Ginta berharap  BUMN  atau konsorsium mengajukan ke asosiasi berapa jumlah kebutuhan untuk material batu belah  3 bulan sebelumnya. Misalnya saja, kami menyiapkan batu belah 1: 2 sedangkan tahun 2016 memerlukan batu belah 2 : 3.

Dengan adanya pengajuan 3 bulan sebelumnya, kata Ginta.  maka  bahan baku batu belah tidak akan kurang. Bila kekurangan material maka roses  pembangunan akan terganggu.

“Dan bila berhenti batu coran akan patah tidak bisa membuat readymix,” katanya.

Sementara itu, soal pendanaan dilakukan oleh BUMN semua. Namun , sangat disayangkan soal lamanya waktu pembayaran  hingga 180 hari atau 6 bulan baru bisa dicairkan. Hal ini menjadikan beberapa kontraktor mundur dari proyeknya karena mereka hanya menyiapkan casflow dua bulan saja, sementara itu dana dari BUMN baru tiga bulan kemudian cari.

“Harusnya kontraktor tahu dengan baik  tentang pendanaan BUMN. Dan pihak perbankan seharusnya memberikan edukasi tentang “anjak piutang”. Karena teman-teman kontraktor tidak banyak yang tahu tentang hal ini ada  yang tidak memperpanjang kontraknya,” ujarnya.
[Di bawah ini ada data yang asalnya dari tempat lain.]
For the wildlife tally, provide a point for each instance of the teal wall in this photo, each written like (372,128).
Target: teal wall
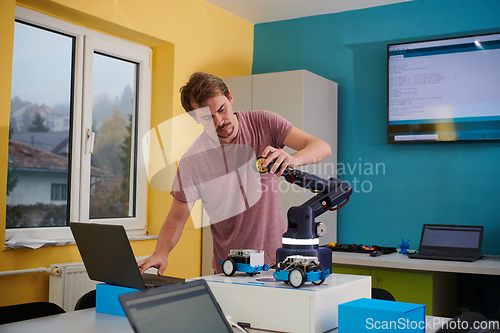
(451,183)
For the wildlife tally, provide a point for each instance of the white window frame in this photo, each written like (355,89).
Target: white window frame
(86,42)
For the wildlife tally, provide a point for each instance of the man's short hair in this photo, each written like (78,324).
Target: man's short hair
(200,87)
Menurut Ginta,  konsep pembangunan jalan tol JTTS ini telah lama dilontarkan yaitu sejak 2009 di Bappenas, Depdagri dan Dirjen Perkeretaapian Kemenhub. Awalnya proses pembebasan lahan dilakukan dengan obligasi daerah, tetapi sekarang menjadi urusan pusat.

Ginta mengatakan, dalam hal ini Lampung tidak mendapatkan keuntungan dengan adanya jalan tol tersebut. Sebab, Pemerintah Provinsi Lampung tidak punya saham dan tidak mendapatkan PAD dari jalan tersebut.
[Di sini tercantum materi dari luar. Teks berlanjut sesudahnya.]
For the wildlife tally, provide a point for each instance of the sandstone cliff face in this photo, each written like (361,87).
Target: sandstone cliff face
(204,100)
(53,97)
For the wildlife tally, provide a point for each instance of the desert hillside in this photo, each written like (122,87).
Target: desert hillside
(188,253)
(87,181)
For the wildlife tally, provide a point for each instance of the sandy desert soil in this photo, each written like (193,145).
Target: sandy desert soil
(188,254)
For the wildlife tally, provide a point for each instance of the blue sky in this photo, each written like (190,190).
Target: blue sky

“Saya berharap agar Lampung jangan hanya menjadi penonton saja. Karena dengan dibelinya lahan oleh pemerintah pusat, maka tanah akan menjadi milik dan dikelola oleh negara  dan biasanya warga Lampung akan bertindak konsumtif dengan membeli mobil, rumah, dari uang hasil penjualan tanah . Uang pun langsung habis. Hal  ini jangan sampai terjadi,” katanya.

Ginta mengatakan, orang Lampung harus belajar dari orang-orang Betawi  di Jakarta yang tanahnya habis karena dijual pada orang di luar Jakarta.

Ginta mencontohkan dirinya yang pernah menolak menjual tanahnya kepada orang luar Lampung.

“Saya tidak ingin orang luar Lampung banyak memiliki tanah di sini dengan alasan investasi.Mungkin dengan sistem BOT (Build  on  Transfer) bisa dilakukan artinya  setelah masa sewa habis lalu dikembalikan pada pemiliknya seluruh aset  dan gedung,” tandasnya.